Green coloured faience Egyptian amulet, worn as a charm. Figure stands upright with left leg forward in a striding pose, with the arms and hands straight at the side of the body, with the head of an Ibis. Figure is clothed in linen dress. Horizontal threadhole at shoulder height on back of figure. Horizontal threadhole at chest height, at the back of the figure. Glaze worn at beak, and left side of figure, and right side at base.
CH classification ARCHAEOLOGY Egyptian amulet
Production date
1550 BCE-1069 BCE
Production place
35mm x W9mm x D12mm
Media/Materials description
Egyptian faience is a ceramic material with a siliceous body and brightly coloured glaze.
Faience (composed of quartz, alkaline salts [natron or plant ash], lime, and metallic mineral-based colorant)

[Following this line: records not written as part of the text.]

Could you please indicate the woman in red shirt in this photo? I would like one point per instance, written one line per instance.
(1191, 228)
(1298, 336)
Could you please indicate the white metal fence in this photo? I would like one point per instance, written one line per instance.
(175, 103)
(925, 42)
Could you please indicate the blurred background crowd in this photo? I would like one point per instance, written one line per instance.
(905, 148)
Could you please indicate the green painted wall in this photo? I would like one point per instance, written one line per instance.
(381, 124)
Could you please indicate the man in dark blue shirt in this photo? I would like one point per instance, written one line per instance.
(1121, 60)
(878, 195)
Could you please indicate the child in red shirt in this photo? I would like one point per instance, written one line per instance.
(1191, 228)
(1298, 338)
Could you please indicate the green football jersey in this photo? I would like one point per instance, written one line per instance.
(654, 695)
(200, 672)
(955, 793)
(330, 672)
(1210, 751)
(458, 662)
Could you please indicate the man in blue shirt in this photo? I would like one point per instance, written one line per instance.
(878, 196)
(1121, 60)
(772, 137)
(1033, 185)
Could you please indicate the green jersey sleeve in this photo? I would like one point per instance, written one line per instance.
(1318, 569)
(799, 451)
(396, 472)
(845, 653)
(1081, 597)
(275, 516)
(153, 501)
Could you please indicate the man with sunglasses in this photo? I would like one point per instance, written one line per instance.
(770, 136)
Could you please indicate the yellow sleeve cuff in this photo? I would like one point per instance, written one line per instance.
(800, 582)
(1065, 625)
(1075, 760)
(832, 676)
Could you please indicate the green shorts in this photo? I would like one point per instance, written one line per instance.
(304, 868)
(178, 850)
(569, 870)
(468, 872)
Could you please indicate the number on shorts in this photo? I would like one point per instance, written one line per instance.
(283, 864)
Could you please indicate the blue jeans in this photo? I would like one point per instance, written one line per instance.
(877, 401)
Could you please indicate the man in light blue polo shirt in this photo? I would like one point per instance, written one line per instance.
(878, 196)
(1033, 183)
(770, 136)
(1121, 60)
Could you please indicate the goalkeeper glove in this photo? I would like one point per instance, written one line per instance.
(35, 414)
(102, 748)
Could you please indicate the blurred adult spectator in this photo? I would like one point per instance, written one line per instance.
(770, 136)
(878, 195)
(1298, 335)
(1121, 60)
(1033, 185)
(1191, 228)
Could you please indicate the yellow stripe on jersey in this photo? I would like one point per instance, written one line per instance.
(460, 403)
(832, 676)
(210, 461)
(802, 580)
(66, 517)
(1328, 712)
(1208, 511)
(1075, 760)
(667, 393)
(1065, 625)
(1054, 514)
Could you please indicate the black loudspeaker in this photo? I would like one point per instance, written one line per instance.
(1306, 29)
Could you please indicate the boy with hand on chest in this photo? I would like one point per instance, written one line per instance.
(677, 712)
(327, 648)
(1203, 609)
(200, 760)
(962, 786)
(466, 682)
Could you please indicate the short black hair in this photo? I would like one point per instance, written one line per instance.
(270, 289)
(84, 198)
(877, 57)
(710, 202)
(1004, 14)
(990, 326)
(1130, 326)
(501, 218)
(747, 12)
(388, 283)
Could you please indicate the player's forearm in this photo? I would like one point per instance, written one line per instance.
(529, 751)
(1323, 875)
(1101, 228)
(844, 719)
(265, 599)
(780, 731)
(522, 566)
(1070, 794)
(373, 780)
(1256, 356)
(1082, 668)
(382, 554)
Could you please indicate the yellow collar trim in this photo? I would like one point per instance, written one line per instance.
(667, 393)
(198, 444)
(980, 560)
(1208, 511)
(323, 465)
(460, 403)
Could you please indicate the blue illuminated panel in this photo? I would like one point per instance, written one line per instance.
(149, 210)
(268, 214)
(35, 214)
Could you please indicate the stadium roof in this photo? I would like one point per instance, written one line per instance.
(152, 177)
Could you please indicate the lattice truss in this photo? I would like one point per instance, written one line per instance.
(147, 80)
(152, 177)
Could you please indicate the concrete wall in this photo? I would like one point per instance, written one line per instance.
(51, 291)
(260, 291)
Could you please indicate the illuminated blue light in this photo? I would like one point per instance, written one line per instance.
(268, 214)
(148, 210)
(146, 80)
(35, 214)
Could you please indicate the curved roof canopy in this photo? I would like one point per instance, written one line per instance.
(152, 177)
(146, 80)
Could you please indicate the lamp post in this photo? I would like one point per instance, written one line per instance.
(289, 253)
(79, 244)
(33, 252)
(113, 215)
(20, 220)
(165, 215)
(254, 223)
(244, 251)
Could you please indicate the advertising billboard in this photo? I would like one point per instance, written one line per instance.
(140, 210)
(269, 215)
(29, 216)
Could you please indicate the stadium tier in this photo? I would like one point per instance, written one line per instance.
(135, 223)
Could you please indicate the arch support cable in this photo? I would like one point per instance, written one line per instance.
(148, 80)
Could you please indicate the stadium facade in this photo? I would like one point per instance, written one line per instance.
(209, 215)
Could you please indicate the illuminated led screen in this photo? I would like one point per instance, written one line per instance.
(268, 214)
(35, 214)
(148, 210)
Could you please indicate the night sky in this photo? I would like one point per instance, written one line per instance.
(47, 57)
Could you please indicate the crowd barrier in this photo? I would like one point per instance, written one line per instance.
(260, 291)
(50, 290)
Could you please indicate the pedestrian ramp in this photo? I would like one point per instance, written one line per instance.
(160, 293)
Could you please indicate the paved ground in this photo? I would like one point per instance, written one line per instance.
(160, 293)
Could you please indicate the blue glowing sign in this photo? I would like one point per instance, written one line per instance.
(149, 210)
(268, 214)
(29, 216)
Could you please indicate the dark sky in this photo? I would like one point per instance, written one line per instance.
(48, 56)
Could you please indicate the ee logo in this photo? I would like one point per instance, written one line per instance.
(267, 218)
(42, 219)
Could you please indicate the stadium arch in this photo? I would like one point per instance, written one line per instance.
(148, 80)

Glaze (formed by alkali and lime reacting with silica to form the glaze)
History and use
Ancient Egyptian beliefs concerning the afterlife are well known. Death was the entering of a new phase of being. Ancient Egyptians believed in many different deities, often represeted by amulets. Amulets served as magical objects, deriving their power from colours, materials and colours They offered protection both in daily life and the hereafter. Amulets were work as jewellery, concealed in clothing, and were placed in the wrappings of the deceased or placed in tombs. This amulet takes the form of Thoth, the Ibis headed patron of scribes.